The California Air Resources Board (CARB) has opened a grant solicitation for applicants to implement the Car Sharing and Mobility Options Pilot Project for Fiscal Year 2016-17.
The overarching goal of this project is to reduce greenhouse gas (GHG) emissions and also achieve criteria pollutant emission reductions and other co-benefits through the introduction of advanced clean car sharing fleets and other mobility options into the State’s most disadvantaged communities.
CARB is suggesting four basic car-sharing models with the possibility of enhancements; the agency will consider other models, but the central feature of all projects must be the introduction of advanced technology vehicle sharing into Disadvantaged Communities.
Traditional Car Sharing: A network of car share users who rent a vehicle for short amounts of time (often by the hour) from a fleet of designated vehicles. Users are pre-approved to drive alone or with passengers. Users reserve a car typically online or through a smart phone application or phone call and pick up the reserved car from a designated public location. EVSE is also typically located in an open public environment.
Carpooling / Vanpooling: A group of users meet at a common meeting location or are picked up and travel together to a common destination, such as a work center. In this model, there is typically a regular driver and backup driver with a set of passengers.
Combination Car Sharing and Vanpool: A passenger vehicle or van is used to transport riders to a common destination such as work, then—during what would typically be a long period of vehicle non-use—the vehicle is available for use by members or others throughout the day until the vanpool return trip. Upon return, vehicles are available for sharing during evenings, weekends, and holidays.
Dial-a-ride/Ride-sharing: Vehicles with trained drivers who transport community members to various locations upon request. This model likely serves a disadvantaged community underserved by public transportation.
Optional enhancements to project types above include subsidies, mobility assistance, and other alternatives. Due to the pilot nature of this project, CARB is open to innovative alternative advanced technology solutions that demonstrably meet the GHG reduction, criteria pollutant emission reduction, and disadvantaged community goals of the project. CARB will consider the following for eligibility as additional components of a proposed Car Sharing Pilot project:
Subsidized use of an advanced technology car share project (e.g., cost of a ride, membership fees, annual fees, etc.) or subsidized use of public transportation.
Electric bicycles to enhance a car sharing model by providing first/last mile connections (up to 10 percent of CARB funding for a project).
Assistance to users for first/last-mile connections to shuttles, car sharing, or public transportation.
Assistance for para-transit, senior communities, or other underserved groups to benefit from advanced technology car sharing.
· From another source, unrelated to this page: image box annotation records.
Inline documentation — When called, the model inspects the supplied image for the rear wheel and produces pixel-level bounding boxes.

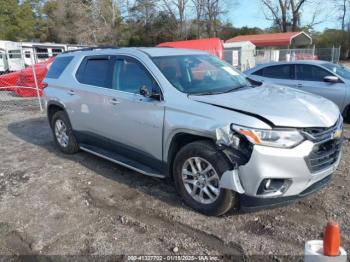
[51,111,79,154]
[173,141,235,216]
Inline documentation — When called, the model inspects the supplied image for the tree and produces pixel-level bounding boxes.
[0,0,35,41]
[163,0,189,39]
[261,0,320,32]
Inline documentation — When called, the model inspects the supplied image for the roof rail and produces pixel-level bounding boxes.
[62,46,120,54]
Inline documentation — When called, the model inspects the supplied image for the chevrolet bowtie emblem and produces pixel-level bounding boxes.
[332,130,343,139]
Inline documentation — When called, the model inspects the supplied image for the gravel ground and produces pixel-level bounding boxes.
[0,94,350,260]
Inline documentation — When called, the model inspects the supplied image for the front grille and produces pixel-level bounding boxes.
[302,117,343,143]
[305,139,342,173]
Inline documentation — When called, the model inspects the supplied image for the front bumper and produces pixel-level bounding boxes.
[220,136,342,211]
[239,175,332,212]
[238,140,342,198]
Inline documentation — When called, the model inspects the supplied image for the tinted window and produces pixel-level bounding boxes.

The current funding available is $6 million with a funding split of $4.5 million for larger projects of up to $2.25 million each and $1.5 million for small projects of up to $750,000 each. Funding is provided by Low Carbon Transportation Investments, which is funded from the Greenhouse Gas Reduction Fund (GGRF) with proceeds from the State’s Cap-and-Trade Program.
The Car Sharing and Mobility Options Pilot Project will be a partnership between CARB and one or more Grantees that are selected via a competitive solicitation process. The solicitation is open to federal, State, or local government entities, non-profit organizations, and California Tribes.